Qscan - can I trust it?

vbimport

#1

Hi all,

yesterday I bought some media, and I wanted to check their compatibility with my drive (DW 1650). So I tried Qscan.

Media: TDK DVD-R, 1-8x, MID TYG02, should be real TY
Qscan reports, that this disk should not be used with 8x speed.
How that? I thought, TY is quality media, and several users here have managed good burns even with higher speed that specified.
On the other hand, Qscan did not complain if I would write Sony DVD+R 8x MID: Sony (rest forgotten) @12x

What do you think about the predictions made by Qscan?

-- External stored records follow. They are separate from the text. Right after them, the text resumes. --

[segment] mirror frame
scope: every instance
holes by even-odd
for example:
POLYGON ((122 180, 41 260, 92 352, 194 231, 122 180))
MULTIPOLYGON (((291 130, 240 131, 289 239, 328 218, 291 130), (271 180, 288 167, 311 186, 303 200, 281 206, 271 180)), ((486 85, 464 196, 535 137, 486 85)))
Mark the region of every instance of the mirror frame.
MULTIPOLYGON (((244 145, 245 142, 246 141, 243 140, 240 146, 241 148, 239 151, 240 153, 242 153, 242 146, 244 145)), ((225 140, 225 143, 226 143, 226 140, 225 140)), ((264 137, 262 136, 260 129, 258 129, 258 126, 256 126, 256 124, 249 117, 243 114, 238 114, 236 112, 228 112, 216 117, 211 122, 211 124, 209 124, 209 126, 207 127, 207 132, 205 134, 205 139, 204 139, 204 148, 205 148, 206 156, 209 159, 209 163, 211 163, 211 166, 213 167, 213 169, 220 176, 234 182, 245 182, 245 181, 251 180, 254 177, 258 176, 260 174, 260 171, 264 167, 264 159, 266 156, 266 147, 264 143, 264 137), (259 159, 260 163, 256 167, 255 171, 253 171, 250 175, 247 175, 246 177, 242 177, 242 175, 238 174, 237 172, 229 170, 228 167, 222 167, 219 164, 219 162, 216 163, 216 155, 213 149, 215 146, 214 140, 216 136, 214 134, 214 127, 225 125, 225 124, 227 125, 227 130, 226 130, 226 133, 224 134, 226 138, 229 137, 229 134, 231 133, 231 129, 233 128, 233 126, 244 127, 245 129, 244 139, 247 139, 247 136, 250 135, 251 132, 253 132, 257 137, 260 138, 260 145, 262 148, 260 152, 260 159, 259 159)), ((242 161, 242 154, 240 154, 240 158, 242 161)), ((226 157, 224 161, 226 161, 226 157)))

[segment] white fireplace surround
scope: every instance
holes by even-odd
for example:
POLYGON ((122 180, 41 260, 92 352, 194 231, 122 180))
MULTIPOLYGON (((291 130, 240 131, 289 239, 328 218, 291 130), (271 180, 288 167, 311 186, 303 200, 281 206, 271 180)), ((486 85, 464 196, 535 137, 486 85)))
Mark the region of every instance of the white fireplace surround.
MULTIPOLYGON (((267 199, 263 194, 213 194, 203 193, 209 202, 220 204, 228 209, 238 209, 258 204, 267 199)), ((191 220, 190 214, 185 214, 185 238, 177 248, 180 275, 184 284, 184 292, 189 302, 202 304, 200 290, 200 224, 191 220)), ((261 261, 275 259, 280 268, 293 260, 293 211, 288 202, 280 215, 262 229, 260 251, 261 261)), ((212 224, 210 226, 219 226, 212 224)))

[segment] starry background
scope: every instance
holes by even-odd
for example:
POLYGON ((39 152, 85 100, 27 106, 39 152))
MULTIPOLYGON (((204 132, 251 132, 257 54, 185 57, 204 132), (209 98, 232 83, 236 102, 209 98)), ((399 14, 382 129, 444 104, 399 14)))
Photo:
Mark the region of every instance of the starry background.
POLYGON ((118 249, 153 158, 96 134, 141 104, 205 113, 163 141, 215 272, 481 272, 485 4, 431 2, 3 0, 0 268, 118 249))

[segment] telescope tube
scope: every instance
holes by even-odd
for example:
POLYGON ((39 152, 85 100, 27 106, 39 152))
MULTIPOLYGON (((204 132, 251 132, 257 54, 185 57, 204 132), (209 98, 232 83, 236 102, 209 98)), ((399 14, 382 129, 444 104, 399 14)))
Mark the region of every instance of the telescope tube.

Shall I take them for serious in order to avoid coaster production?

Thanks in advance,
Michael


#2

If you want to know for sure then I suggest you use Nero CD/DVD Speed Version 4.11 and do a create data disc. You can then scan it and get a good idea how the rest of the spindle is going to go.


#3

I personally have had a lot of variation with the Qscan scans. I believe what it says, but I’d bet if you scanned another disc you would not get the same results. Try scanning several of the blanks.


#4

Hi,

well, I do have only few of these media and don’t want to waste them. Quality media isn’t very cheap here in Germany.

According to MrBoomy, Qscan seems to be quite reliable, so I’ll test each media with that before burning data on them.

But Thanks to both of you,
Michael


#5

I think Qscan can be reliable if you record with WOPC off. I know the Qscan does not take this into account when scanning.

If you burn with WOPC on then the limits are a bit higher so you can get away with higher speeds on media that just fails.

One thing to look at though, The graph on Qscan will give you some idea of an error rate to expect. If there is a peak in the graph at some point, when you look at the quality scan you can expect to see a peak in errors as well. If the graph is quite high then expect high (but not excessive) error rates.

I always take the final result from Qsuite with a pinch of salt, I have discs here that were failed at 2.4x but burned correctly at 8x (allbeit with a highish error rate).